Index: head/sbin/ipfw/ipfw.8
===================================================================
--- head/sbin/ipfw/ipfw.8	(revision 279587)
+++ head/sbin/ipfw/ipfw.8	(working copy)
@@ -2078,6 +2078,8 @@ hook number to move packet to.
 maximum number of connections.
 .It Cm ipv4
 IPv4 nexthop to fwd packets to.
+.It Cm ipv6
+IPv6 nexthop to fwd packets to.
 .El
 .Pp
 The
Index: head/sbin/ipfw/tables.c
===================================================================
--- head/sbin/ipfw/tables.c	(revision 279587)

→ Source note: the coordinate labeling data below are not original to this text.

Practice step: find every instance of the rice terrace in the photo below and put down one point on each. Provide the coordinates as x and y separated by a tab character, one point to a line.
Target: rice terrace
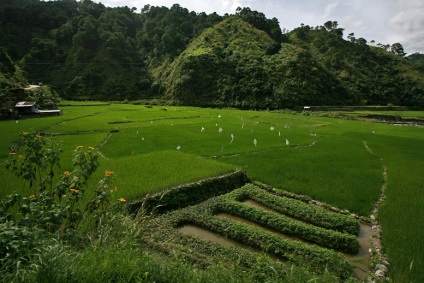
219	195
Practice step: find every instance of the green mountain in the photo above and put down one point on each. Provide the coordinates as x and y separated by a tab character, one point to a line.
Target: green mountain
87	51
234	64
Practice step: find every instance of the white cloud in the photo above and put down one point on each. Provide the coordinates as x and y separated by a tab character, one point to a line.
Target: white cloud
385	21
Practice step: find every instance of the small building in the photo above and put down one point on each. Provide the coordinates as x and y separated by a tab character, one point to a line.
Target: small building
26	107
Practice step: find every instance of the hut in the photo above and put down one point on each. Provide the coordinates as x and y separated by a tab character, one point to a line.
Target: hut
26	107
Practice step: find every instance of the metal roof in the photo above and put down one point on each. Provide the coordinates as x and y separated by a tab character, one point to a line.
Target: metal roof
25	104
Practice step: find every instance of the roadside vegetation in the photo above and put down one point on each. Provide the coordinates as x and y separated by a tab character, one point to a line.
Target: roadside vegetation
151	149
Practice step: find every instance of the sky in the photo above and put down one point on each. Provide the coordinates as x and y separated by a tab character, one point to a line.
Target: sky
384	21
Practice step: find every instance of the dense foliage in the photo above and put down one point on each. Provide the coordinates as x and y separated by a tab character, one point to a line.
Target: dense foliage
89	51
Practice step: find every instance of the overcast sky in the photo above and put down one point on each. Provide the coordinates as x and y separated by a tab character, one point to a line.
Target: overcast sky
385	21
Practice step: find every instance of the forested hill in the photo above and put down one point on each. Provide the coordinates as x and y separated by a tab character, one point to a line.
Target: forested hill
89	51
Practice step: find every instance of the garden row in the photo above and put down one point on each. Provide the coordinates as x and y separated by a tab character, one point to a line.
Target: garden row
204	215
298	209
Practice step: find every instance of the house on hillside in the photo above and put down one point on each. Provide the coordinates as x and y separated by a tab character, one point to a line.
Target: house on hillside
26	107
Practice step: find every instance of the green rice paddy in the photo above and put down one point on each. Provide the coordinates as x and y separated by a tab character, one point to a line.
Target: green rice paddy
336	161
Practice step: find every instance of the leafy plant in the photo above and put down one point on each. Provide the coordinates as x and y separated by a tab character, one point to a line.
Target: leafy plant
54	210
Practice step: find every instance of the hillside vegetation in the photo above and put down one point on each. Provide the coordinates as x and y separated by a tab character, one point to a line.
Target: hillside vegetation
88	51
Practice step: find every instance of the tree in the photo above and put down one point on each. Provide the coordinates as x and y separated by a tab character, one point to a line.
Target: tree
397	49
351	37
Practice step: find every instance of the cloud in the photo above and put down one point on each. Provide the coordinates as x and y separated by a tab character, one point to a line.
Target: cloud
385	21
408	25
329	9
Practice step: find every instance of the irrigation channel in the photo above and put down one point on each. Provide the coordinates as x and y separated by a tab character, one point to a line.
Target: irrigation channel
360	261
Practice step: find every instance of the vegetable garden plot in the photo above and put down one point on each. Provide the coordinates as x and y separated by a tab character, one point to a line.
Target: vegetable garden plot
311	236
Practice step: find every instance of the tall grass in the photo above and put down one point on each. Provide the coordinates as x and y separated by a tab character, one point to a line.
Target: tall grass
402	213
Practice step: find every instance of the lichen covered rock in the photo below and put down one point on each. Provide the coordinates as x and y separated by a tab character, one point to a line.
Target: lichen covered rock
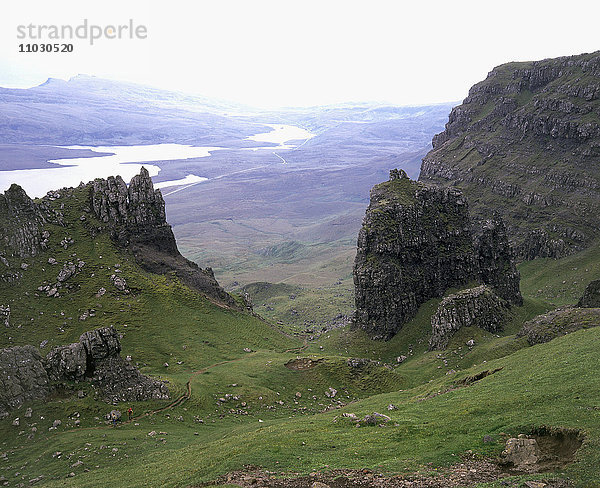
135	217
591	296
5	315
21	222
26	376
474	307
22	377
525	143
67	362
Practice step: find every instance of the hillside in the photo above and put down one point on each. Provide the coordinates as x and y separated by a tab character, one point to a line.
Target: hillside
526	143
242	393
487	377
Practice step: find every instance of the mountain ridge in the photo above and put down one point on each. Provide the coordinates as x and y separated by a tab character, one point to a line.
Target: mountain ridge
525	141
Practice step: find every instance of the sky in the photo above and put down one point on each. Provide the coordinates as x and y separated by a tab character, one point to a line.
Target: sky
298	53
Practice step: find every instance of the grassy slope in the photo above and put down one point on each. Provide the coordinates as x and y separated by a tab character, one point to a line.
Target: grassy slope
161	316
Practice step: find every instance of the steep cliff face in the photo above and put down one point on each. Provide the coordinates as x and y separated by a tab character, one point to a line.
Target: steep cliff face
25	375
135	217
416	242
22	221
591	296
525	142
474	307
135	214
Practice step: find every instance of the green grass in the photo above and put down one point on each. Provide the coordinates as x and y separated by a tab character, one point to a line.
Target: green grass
263	421
563	390
563	281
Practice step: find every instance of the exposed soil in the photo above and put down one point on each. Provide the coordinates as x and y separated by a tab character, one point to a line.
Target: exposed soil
557	447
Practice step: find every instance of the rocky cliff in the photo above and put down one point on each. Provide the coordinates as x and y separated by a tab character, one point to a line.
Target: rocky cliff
525	142
590	298
25	375
135	217
416	242
474	307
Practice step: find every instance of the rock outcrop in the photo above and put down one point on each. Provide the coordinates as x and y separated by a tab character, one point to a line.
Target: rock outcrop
559	322
495	261
25	375
21	225
416	242
474	307
591	296
525	143
5	315
135	217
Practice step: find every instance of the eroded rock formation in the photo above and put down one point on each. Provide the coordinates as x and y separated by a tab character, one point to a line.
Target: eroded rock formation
22	222
474	307
416	242
135	217
25	375
591	296
525	142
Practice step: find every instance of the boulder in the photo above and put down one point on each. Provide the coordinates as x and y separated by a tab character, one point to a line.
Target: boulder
101	343
521	453
67	362
591	296
22	377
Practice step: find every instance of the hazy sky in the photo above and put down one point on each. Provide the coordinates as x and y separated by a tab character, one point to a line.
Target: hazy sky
288	52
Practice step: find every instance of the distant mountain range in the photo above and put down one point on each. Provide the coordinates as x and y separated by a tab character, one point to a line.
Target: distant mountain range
251	200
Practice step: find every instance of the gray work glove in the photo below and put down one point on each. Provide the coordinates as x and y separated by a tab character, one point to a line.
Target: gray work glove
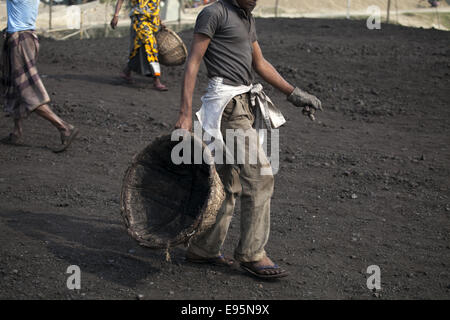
308	102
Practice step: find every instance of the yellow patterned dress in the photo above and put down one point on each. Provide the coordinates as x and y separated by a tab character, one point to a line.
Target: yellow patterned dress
145	22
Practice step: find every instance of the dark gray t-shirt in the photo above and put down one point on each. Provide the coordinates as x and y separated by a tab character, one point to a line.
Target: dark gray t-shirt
232	32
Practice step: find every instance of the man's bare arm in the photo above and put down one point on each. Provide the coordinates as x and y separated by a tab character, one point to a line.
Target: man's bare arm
199	45
295	95
265	69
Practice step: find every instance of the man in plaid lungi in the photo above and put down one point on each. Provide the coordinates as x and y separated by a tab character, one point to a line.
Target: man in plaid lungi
24	90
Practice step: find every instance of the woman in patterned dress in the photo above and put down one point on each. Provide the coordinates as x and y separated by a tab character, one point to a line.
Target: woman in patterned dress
145	22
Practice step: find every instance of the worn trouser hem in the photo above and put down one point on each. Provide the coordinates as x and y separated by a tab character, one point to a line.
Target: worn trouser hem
200	251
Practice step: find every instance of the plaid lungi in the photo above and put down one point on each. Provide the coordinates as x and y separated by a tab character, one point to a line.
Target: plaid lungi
24	90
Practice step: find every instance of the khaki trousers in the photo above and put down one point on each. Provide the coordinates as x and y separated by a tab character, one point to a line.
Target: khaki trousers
244	180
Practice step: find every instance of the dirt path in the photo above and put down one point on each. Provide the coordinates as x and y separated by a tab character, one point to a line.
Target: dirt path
366	185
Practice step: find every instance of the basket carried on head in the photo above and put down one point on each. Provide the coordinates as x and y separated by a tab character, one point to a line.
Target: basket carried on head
165	204
171	49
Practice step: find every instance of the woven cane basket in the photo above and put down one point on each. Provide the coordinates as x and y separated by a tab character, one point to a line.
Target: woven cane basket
171	49
164	204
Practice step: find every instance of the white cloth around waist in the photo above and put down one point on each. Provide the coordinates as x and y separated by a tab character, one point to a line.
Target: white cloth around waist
217	97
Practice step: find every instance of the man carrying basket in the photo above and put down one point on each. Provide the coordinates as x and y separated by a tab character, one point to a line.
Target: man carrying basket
143	58
225	38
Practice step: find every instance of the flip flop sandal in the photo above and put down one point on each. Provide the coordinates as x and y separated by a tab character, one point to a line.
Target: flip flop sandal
161	88
259	271
67	140
13	139
127	79
220	261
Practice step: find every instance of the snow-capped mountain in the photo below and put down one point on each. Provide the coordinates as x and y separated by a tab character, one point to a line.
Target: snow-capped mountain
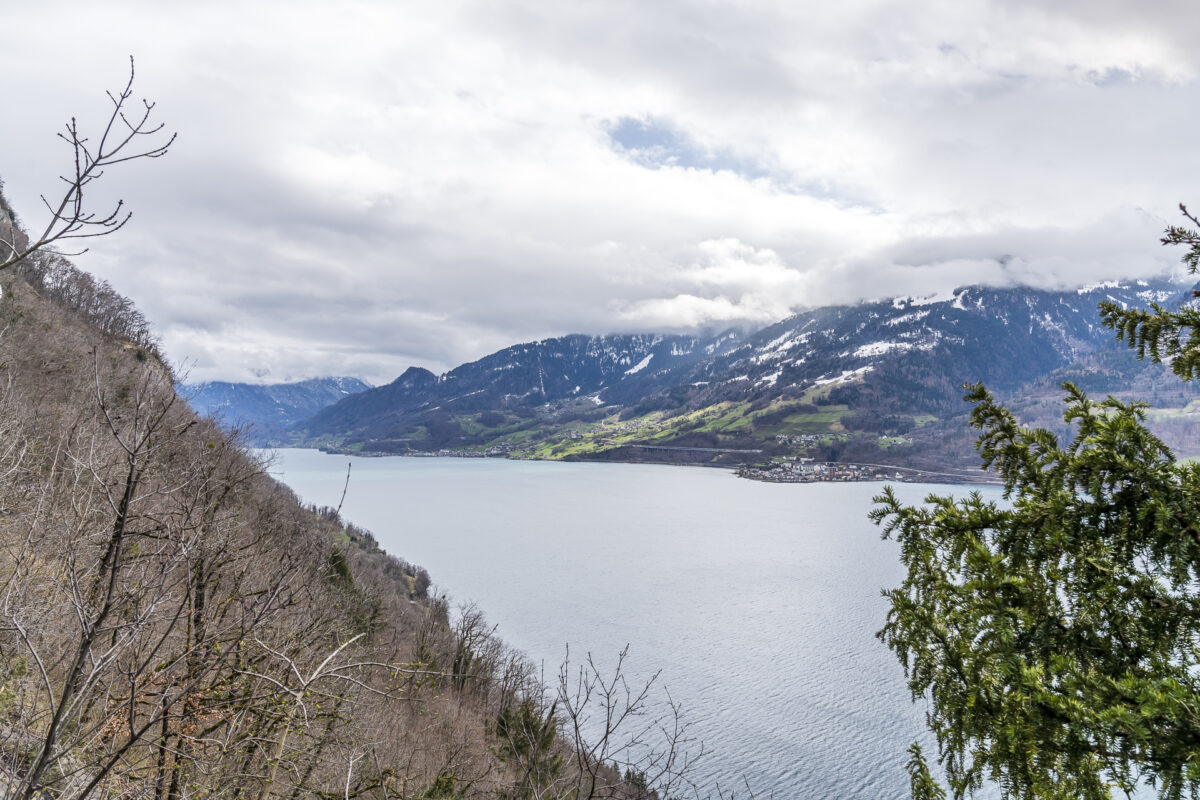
916	353
900	356
265	411
600	370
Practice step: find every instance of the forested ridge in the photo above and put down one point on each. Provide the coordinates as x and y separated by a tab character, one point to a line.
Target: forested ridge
175	624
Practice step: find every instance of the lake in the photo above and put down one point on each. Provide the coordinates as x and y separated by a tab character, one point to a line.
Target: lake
759	602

+++ head/sbin/ipfw/tables.c	(working copy)
@@ -35,6 +35,7 @@
 #include <netinet/in.h>
 #include <netinet/ip_fw.h>
 #include <arpa/inet.h>
+#include <netdb.h>
 
 #include "ipfw2.h"
 
@@ -1384,6 +1385,7 @@ static void
 tentry_fill_value(ipfw_obj_header *oh, ipfw_obj_tentry *tent, char *arg,
     uint8_t type, uint32_t vmask)
 {
+	struct addrinfo hints, *res;
 	uint32_t a4, flag, val, vm;
 	ipfw_table_value *v;
 	uint32_t i;
@@ -1494,9 +1496,18 @@ tentry_fill_value(ipfw_obj_header *oh, ipfw_obj_te
 			}
 			break;
 		case IPFW_VTYPE_NH6:
-			if (strchr(n, ':') != NULL &&
-			    inet_pton(AF_INET6, n, &v->nh6) == 1)
-				break;
+			if (strchr(n, ':') != NULL) {
+				memset(&hints, 0, sizeof(hints));
+				hints.ai_family = AF_INET6;
+				hints.ai_flags = AI_NUMERICHOST;
+				if (getaddrinfo(n, NULL, &hints, &res) != 0)
+					break;
+				v->nh6 = ((struct sockaddr_in6 *)
+				    res->ai_addr)->sin6_addr;
+				v->zoneid = ((struct sockaddr_in6 *)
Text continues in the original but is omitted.